“Ah, good!” said Cumberland gruffly, looking up from a map which he was studying. “What news from Derby?”
“The best news. They’ve turned tail, though we could not credit the rumours that came into camp. Derby is empty, your Grace.”
The two men were oddly like each other, as they stood in the lamplit room. They were big and fleshy, both of them; and each had the thick, loose lips, the heavy jaw, that go with an aggressive lust for the coarser vices, an aggressive ambition, and a cruelty in the handling of all hindrances.
Cumberland drained the tankard at his elbow, thrust his boots a little nearer to the fire-blaze. “What fools these Stuarts are!” he said lazily.

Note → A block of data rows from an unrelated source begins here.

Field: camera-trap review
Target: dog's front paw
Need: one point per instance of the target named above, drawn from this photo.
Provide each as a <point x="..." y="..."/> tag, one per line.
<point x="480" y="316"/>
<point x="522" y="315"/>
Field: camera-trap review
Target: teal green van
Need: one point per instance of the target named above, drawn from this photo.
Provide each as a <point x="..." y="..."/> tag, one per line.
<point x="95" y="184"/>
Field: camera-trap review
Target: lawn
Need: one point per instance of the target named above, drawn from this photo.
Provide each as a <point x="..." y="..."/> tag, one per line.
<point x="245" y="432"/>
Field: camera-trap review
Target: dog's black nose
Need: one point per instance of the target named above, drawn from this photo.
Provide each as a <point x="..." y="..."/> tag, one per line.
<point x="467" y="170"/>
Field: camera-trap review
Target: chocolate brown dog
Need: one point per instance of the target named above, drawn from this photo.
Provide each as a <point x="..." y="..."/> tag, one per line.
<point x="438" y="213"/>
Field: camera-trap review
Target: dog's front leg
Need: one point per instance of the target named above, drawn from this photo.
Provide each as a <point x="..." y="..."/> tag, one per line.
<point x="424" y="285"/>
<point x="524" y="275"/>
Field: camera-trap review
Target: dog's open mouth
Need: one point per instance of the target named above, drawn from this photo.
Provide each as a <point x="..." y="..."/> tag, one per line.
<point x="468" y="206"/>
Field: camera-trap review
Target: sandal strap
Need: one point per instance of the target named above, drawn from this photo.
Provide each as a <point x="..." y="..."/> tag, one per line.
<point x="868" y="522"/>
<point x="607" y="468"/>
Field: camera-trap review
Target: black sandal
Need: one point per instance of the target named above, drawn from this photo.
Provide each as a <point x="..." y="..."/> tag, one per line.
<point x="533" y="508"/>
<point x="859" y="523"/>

“By your leave, no,” said Captain Goldstein, wishing to be exact in detail. “From all I gathered, it was not the Pretender, but the leaders of the clans, who forced the retreat.”
“Well, either way, it’s laughable. The Elector bars their way at Finchley with ten thousand men; it sounds formidable, Goldstein, eh? but we know what a rotten nut that is to crack. And I could not overtake them; they march with such cursed speed; and poor old Marshal Wade, supposed to be converging from the north, is always a week late for the fair. They held the cards; and, Goldstein, are you jesting when you say that they’ve retreated?”
“I never jest, your Grace. Derby is empty, I say; and it is not my place to suggest that you order boot-and-saddle to be sounded.”
“No,” snarled Cumberland, facing round on this officer whom he was wont to kick or caress, according to his mood. “No, Goldstein, it is not your place. Your place? You’d be housed in the kennels if you had your proper lodgings. I rescued you from that sort of neighbourhood, because you seemed to have the makings of a soldier in you.”
“They’ll retreat with speed, as they advanced. The wind’s in the feet of these Highlanders,” said Goldstein stubbornly.
“We shall catch them up. To-day I’ve much to do, Goldstein—an assignation with the miller’s buxom daughter, a mile outside the camp; she’s waiting for me now.”